Perhaps the most significant way Haslam Scholars become lifelong learners and independent thinkers is through research. Whether it is in a lab, in the field, through literature analysis, or creative production, Haslam Scholars contribute to academia by seeking answers to their own questions. Current students are conducting research on culture, social sciences, global issues, physics, biology, the environment, and much more—all with mentorship from top UT faculty. Scholars can complete research on UT’s Knoxville campus and have the opportunity to go beyond campus to conduct research in places such as Hawaii, Scandinavia, and the Middle East.

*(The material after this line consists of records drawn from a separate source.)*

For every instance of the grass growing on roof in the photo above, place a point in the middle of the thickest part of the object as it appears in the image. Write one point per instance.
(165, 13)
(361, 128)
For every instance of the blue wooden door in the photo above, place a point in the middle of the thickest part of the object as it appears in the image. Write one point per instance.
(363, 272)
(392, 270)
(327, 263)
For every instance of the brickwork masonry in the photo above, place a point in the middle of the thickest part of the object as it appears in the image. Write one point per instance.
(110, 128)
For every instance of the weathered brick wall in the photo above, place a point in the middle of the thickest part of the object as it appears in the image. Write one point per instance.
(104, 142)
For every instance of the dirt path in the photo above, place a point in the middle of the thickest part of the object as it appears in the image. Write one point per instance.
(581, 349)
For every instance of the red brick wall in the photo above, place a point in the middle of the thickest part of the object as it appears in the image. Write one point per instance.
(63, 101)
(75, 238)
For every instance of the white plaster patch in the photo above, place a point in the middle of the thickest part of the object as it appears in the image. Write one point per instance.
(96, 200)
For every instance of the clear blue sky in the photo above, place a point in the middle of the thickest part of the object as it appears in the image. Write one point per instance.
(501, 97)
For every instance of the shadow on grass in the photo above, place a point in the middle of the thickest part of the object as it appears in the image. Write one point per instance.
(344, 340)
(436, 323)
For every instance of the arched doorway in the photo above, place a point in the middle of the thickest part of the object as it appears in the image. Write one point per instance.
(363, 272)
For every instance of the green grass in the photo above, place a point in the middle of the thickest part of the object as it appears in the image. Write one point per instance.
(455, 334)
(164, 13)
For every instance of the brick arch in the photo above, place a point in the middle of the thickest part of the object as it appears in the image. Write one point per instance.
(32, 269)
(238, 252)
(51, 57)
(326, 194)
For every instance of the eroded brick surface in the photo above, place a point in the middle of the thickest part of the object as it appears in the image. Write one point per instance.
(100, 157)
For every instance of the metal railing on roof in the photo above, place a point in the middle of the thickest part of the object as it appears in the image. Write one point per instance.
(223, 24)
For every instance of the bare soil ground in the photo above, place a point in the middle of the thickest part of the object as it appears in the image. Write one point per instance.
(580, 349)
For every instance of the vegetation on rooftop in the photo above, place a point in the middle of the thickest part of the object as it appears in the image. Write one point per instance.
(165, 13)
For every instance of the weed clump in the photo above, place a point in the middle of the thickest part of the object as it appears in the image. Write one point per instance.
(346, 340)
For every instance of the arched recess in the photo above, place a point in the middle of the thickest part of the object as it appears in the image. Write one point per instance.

The Haslam Scholars thesis is an original scholarly project that thoroughly investigates a topic or question and contributes new insights to a particular field of study. While some theses attempt to answer an academic question or test a hypothesis, students in art, music, creative writing, or other creative disciplines may choose to complete a creative project. Completing a thesis allows students to design an individualized project that provides an opportunity to synthesize various pieces of a student’s education. The thesis also provides an opportunity for scholars to develop a professional relationship and work closely with faculty members who share similar research interests, publish their research, and present at local and national professional conferences.

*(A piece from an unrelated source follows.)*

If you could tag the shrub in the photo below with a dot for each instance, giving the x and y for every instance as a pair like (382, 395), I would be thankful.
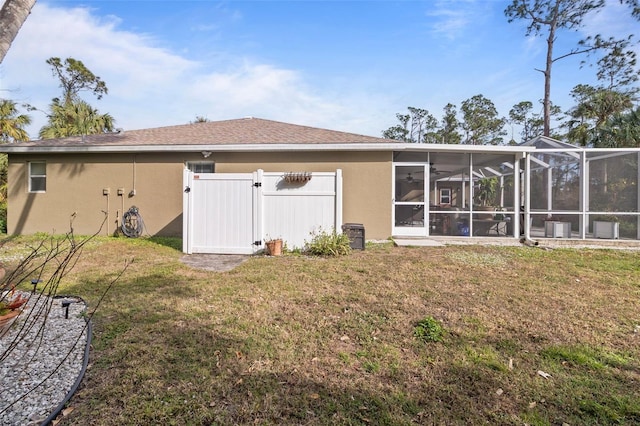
(3, 217)
(325, 243)
(429, 330)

The thesis requirement is the culmination of scholars’ research work and should be completed with the mission and guiding principles in mind. Other program requirements, including those with the Office of National Scholarships and Fellowships, the course curriculum, Scotland study abroad experience, papers, and oral presentations, help scholars work toward their eventual goal of completing a thesis project and presenting their findings. Haslam Scholars are encouraged to conduct their thesis research during their third year of study and present their research during their senior year at the annual Senior Colloquium. Many past scholars have used their thesis projects as a bridge to professional work or graduate studies.